Si j’avais compris, comme je le fais maintenant, qu’un si grand Roi habite ce petit palais de mon âme, il me semble que je ne l’aurais pas si souvent laissé seul. Quelquefois, du moins, je me serais tenue en sa présence, et surtout j’aurais pris soin que son palais soit moins sale. Quelle chose admirable ! Celui qui remplirait de sa grandeur mille mondes et bien davantage, se renfermer dans une si petite demeure ! Il est vrai, d’une part, qu’étant souverain Seigneur, il apporte avec lui la liberté, et de l’autre, qu’étant plein d’amour pour nous, il se fait à notre mesure.

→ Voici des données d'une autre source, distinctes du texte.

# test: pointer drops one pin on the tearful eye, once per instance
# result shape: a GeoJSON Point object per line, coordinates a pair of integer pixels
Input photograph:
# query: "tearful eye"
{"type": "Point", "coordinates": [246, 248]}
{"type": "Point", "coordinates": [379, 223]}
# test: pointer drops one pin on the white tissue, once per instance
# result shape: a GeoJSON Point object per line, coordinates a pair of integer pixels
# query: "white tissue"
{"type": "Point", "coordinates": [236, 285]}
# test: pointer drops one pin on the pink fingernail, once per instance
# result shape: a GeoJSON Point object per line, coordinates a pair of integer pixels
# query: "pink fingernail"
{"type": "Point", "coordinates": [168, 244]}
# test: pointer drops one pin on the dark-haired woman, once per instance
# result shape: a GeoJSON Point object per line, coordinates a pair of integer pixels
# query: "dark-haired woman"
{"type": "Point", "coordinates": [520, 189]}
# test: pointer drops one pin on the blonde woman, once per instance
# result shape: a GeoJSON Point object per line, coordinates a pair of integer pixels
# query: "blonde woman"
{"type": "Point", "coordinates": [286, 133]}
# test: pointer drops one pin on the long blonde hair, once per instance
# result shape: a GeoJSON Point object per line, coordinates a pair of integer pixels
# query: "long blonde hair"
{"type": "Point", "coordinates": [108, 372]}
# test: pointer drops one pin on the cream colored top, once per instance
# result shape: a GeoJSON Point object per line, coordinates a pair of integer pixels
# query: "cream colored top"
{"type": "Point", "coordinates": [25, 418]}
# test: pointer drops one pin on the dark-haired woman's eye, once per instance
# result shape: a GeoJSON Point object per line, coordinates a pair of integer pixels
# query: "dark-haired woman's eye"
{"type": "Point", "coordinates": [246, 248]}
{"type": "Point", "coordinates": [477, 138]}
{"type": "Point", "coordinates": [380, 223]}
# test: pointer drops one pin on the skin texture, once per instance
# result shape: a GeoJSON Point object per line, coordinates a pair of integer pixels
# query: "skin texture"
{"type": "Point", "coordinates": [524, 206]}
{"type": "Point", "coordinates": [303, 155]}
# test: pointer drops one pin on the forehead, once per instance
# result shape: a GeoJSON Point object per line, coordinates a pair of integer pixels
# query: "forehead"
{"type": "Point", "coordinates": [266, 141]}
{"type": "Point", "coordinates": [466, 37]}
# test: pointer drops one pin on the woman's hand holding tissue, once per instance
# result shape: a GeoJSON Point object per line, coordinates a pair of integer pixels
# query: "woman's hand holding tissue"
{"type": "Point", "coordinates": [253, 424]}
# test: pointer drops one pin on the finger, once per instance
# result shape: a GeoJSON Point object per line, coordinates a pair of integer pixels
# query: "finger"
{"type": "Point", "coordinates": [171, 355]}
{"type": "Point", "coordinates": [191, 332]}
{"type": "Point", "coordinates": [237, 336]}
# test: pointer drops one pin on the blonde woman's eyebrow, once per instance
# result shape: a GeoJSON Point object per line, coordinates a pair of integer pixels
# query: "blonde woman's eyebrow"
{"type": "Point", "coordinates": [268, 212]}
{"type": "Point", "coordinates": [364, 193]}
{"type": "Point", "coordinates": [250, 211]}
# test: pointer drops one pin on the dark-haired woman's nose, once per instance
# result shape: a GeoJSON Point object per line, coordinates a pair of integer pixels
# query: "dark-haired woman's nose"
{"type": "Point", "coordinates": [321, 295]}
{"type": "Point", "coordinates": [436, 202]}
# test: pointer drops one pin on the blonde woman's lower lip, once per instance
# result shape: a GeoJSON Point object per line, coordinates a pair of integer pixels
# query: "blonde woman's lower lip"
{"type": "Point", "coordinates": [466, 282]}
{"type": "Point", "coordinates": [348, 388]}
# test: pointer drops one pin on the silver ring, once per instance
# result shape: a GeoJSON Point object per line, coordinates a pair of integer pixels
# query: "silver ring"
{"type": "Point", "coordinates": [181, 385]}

Sachant bien qu’une âme débutante pourrait se troubler en se voyant, elle, si petite, destinée à contenir tant de grandeur, il ne se fait pas connaître immédiatement ; mais, peu à peu, il agrandit sa capacité à la mesure des dons qu’il se propose de placer en elle. C’est le pouvoir qu’il a d’élargir ce palais de notre âme, qui me fait dire qu’il porte avec lui la liberté. Le point capital, c’est de lui en faire un don absolu et de le vider complètement, afin qu’il puisse garnir et dégarnir à son gré, comme dans une demeure qui lui appartient. Notre Seigneur a raison de vouloir qu’il en soit ainsi ; ne nous y refusons donc pas. Il ne veut pas forcer notre volonté, il reçoit ce qu’elle lui donne. Mais lui ne se donne entièrement que lorsque nous nous donnons entièrement nous-mêmes.
La chose est certaine, et si je vous la répète si souvent, c’est qu’elle est très importante. Tant que l’âme n’est pas toute à lui, déblayée de tout, il n’agit pas en elle. Du reste, je ne sais pas comment il pourrait le faire, lui qui aime tant l’ordre parfait. Si nous remplissons le palais de notre âme de gens vulgaires et de toutes sortes de babioles, comment le souverain pourra-t-il y trouver place avec sa cour ? C’est déjà beaucoup qu’il veuille bien s’arrêter quelques moments au milieu de tant d’encombrement.